Here things get more complicated. For Guyart’s the real salic law has since been lost, and may lay in a forgotten abbey somewhere in France. The actual salic law is nothing more than an allodial document concerning private law, probably inspired by the true and sadly lost salic law corpus. In a fascinating plot twist, the Crown itself had become, over time, the salic law. In fact, being slowly forgotten but unconsciously used to manage and regulate the succession of the Crown for hundreds of years, the once oral, then written then forgotten salic law is in the year 1590 still valid as customary national law inseparable from the Crown. Without the law, the Crown could not survive a single king, without the Crown and French customs of succession, the real salic law couldn’t even be known. Without ancient history, nothing of this would be understandable.

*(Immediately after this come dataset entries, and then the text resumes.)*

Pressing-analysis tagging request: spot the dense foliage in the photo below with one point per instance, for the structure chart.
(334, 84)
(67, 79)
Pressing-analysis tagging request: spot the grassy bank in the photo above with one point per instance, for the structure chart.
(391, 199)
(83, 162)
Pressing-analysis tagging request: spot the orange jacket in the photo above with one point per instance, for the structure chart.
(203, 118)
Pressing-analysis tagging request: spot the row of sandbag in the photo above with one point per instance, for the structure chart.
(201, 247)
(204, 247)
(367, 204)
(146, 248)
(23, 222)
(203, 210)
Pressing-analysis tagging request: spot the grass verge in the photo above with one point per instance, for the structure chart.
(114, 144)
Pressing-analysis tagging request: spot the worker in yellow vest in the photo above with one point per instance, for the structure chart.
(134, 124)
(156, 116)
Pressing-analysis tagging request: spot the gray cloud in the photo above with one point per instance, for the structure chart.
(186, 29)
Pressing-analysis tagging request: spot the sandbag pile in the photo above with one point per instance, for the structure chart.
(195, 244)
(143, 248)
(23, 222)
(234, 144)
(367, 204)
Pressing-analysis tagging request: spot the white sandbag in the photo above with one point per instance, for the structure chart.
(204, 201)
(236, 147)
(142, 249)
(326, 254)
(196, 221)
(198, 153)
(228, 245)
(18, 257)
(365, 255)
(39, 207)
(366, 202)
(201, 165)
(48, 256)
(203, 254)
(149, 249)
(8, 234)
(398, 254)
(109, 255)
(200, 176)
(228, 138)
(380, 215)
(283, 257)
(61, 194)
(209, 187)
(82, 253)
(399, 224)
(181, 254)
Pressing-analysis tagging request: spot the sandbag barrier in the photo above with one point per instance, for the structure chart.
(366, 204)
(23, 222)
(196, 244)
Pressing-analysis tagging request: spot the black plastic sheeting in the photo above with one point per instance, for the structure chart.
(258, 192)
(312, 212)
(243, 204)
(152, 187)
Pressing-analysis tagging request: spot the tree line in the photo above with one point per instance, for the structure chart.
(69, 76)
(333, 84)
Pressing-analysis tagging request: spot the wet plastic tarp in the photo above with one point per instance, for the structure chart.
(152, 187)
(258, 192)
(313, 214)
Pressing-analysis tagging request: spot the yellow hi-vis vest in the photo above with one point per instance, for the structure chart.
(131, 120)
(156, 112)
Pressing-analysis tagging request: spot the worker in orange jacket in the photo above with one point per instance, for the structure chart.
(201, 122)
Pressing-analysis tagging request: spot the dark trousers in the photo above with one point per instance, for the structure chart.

Jean Guyart’s two known books were mostly ignored by contemporary critics: Eliane Viennot considers them mostly fabulous. However, Viennot also showed how his treaty on salic law circulated among the high aristocracy. Maybe the theories of an advocate of Touraine concerning salic law and the Crown were not so influential, but his insistence on this supposedly fundamental law of the realm wasn’t so unrealistic nor improbable. Three years later, in another context, for another reason, with the Arrest of the parliament of 1593, the salic law really became the fundamental law of the kingdom for Crown succession.